None of this is exotic. It is the same separation-of-concerns discipline we keep arguing for: the thing that produces a reasoning pattern is not the thing that should be trusted to vouch for it in production. A distilled prompt with no provenance binding is a producer pretending to be a guardian. That conflation is precisely what the ICO's accountability expectations exist to prevent.

§5What the paper does not solve

The paper, on the strength of its summary, demonstrates that reasoning patterns can be extracted and that students improve. That is a genuine and useful result at the capability layer. What it does not solve, and does not claim to, is everything downstream of "it works on the benchmark".

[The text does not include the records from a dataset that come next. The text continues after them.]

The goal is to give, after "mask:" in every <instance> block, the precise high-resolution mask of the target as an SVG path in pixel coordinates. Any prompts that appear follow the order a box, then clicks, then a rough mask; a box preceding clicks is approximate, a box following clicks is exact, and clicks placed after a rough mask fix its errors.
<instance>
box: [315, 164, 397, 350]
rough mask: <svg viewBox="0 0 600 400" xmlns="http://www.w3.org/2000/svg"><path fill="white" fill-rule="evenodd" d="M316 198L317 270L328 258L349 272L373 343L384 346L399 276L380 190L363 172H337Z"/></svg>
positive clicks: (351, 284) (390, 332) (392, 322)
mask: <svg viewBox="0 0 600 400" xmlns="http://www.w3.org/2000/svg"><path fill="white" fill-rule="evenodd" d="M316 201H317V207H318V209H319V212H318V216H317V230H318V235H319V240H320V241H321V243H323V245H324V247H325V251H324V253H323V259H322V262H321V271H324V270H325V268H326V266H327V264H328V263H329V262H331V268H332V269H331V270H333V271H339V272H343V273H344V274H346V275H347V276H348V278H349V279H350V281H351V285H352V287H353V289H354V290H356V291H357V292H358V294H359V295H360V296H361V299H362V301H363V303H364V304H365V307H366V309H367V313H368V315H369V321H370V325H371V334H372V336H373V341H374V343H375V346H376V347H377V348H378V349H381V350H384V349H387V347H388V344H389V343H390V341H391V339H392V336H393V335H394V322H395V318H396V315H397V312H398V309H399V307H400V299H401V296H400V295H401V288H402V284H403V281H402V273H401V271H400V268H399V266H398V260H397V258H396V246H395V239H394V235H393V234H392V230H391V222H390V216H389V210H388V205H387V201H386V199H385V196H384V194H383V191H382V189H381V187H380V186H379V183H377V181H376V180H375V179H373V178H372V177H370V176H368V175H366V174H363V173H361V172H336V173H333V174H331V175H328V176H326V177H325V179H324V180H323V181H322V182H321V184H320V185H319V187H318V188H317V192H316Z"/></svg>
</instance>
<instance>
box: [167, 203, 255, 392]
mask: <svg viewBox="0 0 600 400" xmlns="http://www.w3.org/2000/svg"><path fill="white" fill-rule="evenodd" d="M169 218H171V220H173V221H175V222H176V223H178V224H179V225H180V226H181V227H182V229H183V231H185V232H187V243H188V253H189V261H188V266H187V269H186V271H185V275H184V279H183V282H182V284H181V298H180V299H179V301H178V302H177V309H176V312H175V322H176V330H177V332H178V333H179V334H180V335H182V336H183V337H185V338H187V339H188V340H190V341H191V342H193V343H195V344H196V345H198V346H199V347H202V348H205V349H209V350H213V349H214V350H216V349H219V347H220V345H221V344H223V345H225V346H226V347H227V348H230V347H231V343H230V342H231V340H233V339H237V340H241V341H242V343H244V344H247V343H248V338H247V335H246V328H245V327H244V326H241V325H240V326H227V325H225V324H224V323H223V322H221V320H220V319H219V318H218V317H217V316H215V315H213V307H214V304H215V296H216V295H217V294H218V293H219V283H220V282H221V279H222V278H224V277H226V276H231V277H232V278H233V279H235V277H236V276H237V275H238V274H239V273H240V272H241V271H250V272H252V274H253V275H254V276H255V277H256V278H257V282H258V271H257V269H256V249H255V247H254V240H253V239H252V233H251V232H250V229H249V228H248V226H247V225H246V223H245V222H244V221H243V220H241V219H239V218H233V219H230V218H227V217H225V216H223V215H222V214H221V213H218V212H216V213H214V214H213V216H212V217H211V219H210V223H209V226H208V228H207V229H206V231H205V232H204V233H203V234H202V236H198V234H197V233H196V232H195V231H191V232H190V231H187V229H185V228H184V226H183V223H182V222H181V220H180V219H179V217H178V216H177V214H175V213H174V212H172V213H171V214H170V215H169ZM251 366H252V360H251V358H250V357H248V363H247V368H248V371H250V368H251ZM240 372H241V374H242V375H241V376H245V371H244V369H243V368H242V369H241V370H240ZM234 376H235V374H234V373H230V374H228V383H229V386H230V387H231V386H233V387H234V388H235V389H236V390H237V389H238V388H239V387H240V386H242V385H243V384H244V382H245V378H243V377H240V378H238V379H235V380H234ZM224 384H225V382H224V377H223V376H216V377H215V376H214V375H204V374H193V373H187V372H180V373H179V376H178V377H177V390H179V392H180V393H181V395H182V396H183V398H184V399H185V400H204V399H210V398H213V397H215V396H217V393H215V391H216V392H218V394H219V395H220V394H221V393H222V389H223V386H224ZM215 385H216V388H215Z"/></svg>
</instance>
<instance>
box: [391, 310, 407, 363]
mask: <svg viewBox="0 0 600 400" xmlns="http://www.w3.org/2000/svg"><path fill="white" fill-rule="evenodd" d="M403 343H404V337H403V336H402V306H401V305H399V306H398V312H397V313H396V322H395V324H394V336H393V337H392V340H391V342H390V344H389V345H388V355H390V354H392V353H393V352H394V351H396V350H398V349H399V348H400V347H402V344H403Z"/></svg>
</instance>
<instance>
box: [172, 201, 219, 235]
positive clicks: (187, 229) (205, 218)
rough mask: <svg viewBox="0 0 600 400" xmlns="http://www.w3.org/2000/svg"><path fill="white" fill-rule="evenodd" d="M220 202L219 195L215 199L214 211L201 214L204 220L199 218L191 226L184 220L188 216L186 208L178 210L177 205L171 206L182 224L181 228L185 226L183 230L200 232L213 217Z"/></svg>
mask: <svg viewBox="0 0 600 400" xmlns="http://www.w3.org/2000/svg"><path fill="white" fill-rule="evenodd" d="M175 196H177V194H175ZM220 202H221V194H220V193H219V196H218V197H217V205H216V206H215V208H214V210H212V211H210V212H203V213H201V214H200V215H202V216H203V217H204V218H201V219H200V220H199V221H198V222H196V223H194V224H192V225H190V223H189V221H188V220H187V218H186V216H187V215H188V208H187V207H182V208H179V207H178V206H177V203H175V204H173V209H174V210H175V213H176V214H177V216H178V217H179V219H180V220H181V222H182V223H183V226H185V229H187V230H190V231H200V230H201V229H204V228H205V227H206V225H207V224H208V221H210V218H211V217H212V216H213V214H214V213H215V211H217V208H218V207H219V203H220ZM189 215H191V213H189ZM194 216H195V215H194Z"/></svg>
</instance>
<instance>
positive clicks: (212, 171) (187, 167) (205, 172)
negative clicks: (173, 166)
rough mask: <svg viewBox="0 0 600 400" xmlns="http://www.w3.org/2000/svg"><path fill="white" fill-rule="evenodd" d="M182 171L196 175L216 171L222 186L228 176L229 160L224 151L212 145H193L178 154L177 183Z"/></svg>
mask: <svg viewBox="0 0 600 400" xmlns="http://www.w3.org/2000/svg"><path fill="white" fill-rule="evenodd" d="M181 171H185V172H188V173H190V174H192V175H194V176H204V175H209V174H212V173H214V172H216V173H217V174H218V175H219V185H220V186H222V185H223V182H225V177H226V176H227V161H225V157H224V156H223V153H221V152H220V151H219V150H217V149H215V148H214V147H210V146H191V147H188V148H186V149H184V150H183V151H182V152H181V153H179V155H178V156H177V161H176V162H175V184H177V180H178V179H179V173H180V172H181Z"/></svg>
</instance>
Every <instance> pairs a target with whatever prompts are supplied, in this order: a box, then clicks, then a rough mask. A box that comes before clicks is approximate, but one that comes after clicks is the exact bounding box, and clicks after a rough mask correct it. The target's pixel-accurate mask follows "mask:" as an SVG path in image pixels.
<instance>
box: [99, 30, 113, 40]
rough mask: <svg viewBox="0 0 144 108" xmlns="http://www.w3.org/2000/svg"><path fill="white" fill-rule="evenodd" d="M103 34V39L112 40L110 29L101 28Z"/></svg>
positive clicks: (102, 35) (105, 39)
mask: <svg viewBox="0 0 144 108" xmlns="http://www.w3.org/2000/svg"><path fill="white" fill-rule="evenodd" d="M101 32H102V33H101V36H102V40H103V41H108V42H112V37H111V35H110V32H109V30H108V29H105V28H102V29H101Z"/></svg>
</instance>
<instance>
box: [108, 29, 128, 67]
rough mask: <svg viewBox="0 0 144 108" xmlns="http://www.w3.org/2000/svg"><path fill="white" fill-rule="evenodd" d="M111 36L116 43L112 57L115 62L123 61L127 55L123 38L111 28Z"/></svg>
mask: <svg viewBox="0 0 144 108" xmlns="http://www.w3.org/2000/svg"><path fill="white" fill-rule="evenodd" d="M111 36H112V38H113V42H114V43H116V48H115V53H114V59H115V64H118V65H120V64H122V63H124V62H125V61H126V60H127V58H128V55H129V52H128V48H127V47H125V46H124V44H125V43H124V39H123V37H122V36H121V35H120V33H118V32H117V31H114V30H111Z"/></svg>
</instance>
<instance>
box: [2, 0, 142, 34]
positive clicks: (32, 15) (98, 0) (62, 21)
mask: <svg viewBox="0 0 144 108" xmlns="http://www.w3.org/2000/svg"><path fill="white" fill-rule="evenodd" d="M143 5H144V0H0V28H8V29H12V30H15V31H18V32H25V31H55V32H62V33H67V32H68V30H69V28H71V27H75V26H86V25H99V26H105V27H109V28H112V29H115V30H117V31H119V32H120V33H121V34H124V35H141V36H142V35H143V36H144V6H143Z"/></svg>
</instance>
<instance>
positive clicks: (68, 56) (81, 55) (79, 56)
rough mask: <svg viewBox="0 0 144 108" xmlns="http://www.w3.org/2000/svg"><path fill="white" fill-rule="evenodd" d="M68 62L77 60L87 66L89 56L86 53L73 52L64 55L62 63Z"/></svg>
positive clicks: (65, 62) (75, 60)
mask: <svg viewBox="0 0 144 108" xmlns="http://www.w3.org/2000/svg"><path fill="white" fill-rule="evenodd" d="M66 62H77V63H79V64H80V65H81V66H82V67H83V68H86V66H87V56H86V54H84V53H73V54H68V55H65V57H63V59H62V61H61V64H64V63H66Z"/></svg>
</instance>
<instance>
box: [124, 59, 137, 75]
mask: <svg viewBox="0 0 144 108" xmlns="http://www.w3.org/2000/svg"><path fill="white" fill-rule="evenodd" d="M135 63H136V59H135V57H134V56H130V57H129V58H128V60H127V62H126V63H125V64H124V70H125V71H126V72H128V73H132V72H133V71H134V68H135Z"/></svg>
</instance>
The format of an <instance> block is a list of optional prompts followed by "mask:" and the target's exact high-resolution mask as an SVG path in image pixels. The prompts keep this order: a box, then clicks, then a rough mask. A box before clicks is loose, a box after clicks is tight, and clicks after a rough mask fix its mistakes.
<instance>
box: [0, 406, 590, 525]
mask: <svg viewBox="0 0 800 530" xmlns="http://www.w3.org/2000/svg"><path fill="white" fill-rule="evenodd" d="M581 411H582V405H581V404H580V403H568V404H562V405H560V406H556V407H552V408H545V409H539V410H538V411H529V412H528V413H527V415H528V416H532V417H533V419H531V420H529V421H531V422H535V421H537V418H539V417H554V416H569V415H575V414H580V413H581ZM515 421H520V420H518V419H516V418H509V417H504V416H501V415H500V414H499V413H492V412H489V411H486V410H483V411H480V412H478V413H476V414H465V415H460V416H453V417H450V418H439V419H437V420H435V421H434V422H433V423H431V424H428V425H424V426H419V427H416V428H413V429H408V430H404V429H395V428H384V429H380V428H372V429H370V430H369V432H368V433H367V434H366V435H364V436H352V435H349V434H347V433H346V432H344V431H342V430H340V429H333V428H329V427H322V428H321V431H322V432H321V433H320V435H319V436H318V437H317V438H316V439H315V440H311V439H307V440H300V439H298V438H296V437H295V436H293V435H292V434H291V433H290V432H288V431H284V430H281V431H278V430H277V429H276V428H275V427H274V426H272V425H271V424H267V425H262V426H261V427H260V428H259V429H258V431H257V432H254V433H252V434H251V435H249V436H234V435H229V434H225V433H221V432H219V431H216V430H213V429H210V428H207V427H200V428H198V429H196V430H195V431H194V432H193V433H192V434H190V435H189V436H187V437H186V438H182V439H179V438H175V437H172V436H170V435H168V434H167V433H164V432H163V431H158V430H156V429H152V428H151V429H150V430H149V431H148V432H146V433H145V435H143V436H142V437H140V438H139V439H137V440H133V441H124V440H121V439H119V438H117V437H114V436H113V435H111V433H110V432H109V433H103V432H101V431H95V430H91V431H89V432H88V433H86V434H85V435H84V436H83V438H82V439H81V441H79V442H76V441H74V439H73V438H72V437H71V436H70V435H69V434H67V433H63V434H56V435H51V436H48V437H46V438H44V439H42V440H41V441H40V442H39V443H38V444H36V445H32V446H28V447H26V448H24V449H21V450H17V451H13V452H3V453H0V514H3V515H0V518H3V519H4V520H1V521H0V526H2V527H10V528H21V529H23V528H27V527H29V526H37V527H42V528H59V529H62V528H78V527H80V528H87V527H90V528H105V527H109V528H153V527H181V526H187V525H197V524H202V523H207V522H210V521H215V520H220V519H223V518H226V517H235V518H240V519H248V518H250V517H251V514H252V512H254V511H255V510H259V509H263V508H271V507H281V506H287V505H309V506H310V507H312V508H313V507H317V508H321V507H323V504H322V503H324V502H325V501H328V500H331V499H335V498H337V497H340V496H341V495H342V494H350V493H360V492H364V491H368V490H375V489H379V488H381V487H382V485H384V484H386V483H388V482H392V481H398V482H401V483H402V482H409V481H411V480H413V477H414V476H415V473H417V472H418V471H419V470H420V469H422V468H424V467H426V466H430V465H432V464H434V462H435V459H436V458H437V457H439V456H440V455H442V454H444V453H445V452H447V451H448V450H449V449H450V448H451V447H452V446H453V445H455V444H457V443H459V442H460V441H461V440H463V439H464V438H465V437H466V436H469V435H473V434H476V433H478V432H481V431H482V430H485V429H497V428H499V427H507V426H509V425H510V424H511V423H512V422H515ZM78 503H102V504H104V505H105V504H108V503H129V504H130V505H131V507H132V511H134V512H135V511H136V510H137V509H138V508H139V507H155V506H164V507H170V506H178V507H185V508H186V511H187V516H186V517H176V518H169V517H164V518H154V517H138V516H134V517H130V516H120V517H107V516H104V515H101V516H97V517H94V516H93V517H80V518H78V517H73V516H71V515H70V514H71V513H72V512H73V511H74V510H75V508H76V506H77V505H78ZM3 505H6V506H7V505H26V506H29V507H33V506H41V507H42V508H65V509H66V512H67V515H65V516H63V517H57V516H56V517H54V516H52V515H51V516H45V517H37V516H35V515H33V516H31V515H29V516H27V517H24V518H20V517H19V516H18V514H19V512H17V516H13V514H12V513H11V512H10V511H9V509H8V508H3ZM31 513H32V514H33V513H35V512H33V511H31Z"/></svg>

It does not address teacher licence compatibility, so a buyer cannot tell from the paper whether deploying a distilled prompt breaches the terms of the API it was extracted from. It does not address drift between teacher and distilled artefact, so there is no answer to "how do we know this reasoning is still correct six months on". It does not address retention and discovery: a readable reasoning prompt is a record, and records about decisions affecting individuals fall under UK GDPR and, for public bodies, potentially FOIA and EIR. And it does not name authors or datasets in the material we were given, which is its own caution: a distillation method you cannot fully attribute is a method you cannot fully defend. We will follow up with a provenance-binding pattern for distilled prompts that a regulated buyer could actually put in front of an auditor.

Methodology note. This Note takes the prompt-level distillation paper (arXiv:2602.21103) as a capability result with an uncosted governance tail. Triggers: substrate-relevant (relocates the audit boundary from weights to readable prompts); non-duplicative (the interpretability claim is being read uncritically by buyers, and nobody is costing teacher-drift or licence exposure); regulated-buyer link (UK Local Authorities and FCA firms under SS1/23 model risk rules and the ICO's explainability expectations inherit the provenance burden on deployment). Forthcoming: a provenance-binding pattern for distilled prompts, with non-strippable teacher metadata and a staleness signal, written for audit defensibility.